Por su parte, Rato no dispone de su pasaporte que ha entregado en el juzgado de Madrid que investiga su patrimonio personal y familiar. Además, este juez le ha embargado 18 millones de euros en concepto de responsabilidad civil.

La condena

La Audiencia Nacional condenó a ambos como autores de un delito de apropiación indebida por haber actuado como «los dueños» de Caja Madrid y no como «sus gestores» cuando autorizaron que 62 consejeros (también condenados) usaran durante años las tarjetas black «para todo tipo de gastos».

Esta es la primera condena que reciben ambos banqueros en la complicada situación judicial a la que se enfrentan. El tribunal condenó al resto de los miembros del consejo de administración a penas que oscilan entre los tres meses y los seis años de prisión.
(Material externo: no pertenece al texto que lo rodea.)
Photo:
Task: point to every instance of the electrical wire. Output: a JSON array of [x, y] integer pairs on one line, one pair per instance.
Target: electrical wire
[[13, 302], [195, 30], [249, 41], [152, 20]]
Y aplicó la atenuante de reparación del daño, es decir, haber devuelto el dinero que gastaron con estas tarjetas a 31 de ellos.

Esta sentencia será revisaba por el Tribunal Supremo que tendrá una papeleta difícil de resolver, según fuentes jurídicas. La Audiencia Nacional ha dado validez a la hoja Excel que recoge los movimientos de estas tarjetas por parte de los ex banqueros y que fue elaborada por Bankia en una auditoría. El Supremo puede anular esta prueba lo que significaría la absolución de los condenados u ordenar que se repita la sentencia si entiende que el delito cometido es de administración desleal y no de apropiación indebida.